The wider policy context is the Government’s attempt to move from high levels of infrastructure funding to faster delivery. The updated National Development Plan, published in July 2025, provides for total public investment of €275.4 billion. The Government said the plan is intended to support housing delivery, water and energy infrastructure, roads, public transport, healthcare, childcare and other public services.
The creation of the Department’s Infrastructure Division is also part of this shift. According to the Department, the division was formed in April 2025 in line with Programme for Government commitments, with the goal of accelerating delivery of critical infrastructure in Ireland.
Circular 18/2026 should therefore be read as part of a broader infrastructure reform package rather than as a standalone administrative note.

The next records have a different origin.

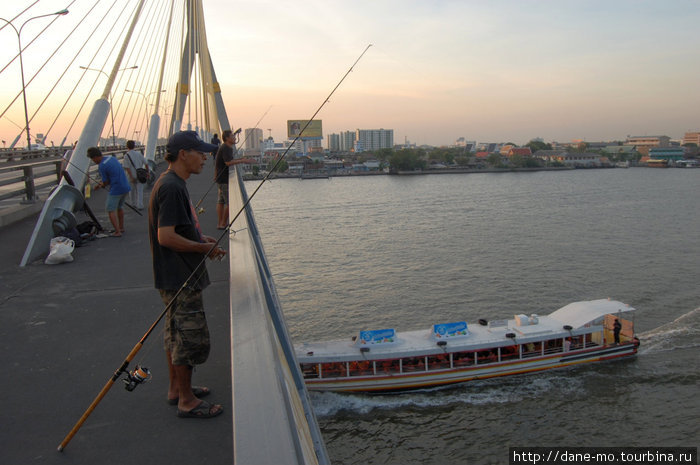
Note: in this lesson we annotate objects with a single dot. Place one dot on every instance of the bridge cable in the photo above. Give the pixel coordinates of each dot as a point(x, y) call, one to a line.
point(137, 347)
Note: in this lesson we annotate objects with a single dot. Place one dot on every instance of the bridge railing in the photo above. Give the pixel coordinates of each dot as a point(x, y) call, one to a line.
point(23, 181)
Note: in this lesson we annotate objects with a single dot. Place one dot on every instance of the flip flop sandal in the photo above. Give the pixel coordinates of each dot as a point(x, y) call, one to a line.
point(203, 410)
point(198, 391)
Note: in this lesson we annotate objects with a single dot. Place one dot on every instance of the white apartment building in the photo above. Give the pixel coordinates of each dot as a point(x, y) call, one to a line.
point(373, 139)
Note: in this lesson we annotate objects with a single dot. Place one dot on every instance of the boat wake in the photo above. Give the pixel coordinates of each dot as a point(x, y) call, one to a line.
point(498, 391)
point(681, 333)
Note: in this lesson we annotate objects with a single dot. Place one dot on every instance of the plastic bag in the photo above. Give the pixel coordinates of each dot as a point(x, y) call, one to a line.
point(60, 251)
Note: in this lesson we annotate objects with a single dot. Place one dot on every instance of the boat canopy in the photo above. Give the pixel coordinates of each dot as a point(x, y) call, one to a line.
point(578, 314)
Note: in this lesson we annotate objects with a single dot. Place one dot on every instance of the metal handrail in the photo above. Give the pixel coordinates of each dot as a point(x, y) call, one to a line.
point(34, 182)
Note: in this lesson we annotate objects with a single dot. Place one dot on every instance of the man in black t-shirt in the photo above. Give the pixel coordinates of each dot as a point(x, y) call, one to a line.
point(179, 250)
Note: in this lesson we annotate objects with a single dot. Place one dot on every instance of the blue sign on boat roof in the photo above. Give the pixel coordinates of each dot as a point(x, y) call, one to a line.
point(377, 336)
point(450, 330)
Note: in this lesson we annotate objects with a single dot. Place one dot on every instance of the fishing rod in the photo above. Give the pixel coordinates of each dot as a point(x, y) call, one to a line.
point(216, 180)
point(138, 373)
point(99, 182)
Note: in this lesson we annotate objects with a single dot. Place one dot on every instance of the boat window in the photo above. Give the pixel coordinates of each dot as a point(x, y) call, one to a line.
point(510, 352)
point(388, 366)
point(532, 349)
point(361, 368)
point(413, 364)
point(553, 346)
point(487, 356)
point(333, 370)
point(438, 362)
point(310, 370)
point(576, 342)
point(462, 359)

The Accelerating Infrastructure Report and Action Plan identified regulatory burden, slow processes, duplication, risk aversion and inconsistent decision-making as barriers to project delivery. The new circular seeks to address those barriers by requiring public bodies to test whether regulatory steps are necessary, proportionate, coherent, efficient and accountable.
The circular is likely to be relevant for bodies involved in electricity grid development, water and wastewater infrastructure, major transport schemes and housing-enabling infrastructure. It may also affect how Departments approach the transposition of EU legislation where new rules could influence infrastructure delivery. The circular specifically instructs Departments to identify forthcoming EU legislative changes that may affect infrastructure delivery and to notify the Department of Foreign Affairs where relevant.
For project promoters, the most practical implications may be clearer guidance, more predictable timelines, better coordination between bodies and fewer duplicative processes where reforms are implemented effectively. For public bodies, the circular creates a stronger expectation that regulatory processes will be measured, justified and periodically reviewed. For the public, the central policy question will be whether faster delivery can be achieved while preserving environmental protection, public participation, legal certainty and value for money.
The circular does not claim that regulation is the only cause of infrastructure delay. Nor does it suggest that regulation should be removed where it protects the public interest. Its stated position is more limited: regulation should be necessary, proportionate and clear and approvals for critical infrastructure should be managed in a way that avoids avoidable delay.
The effectiveness of Circular 18/2026 will depend on implementation across Departments, agencies and regulators of various sectors. The document creates a common framework and a reporting requirement, but the practical test will be whether individual bodies change how they design, sequence and administer licensing, permitting and consenting processes. If those changes happen, the circular could become an important part of Ireland’s effort to accelerate housing-enabling infrastructure. If implementation is uneven, it may remain another statement of intent in a system already marked by complex procedures and long delivery timelines.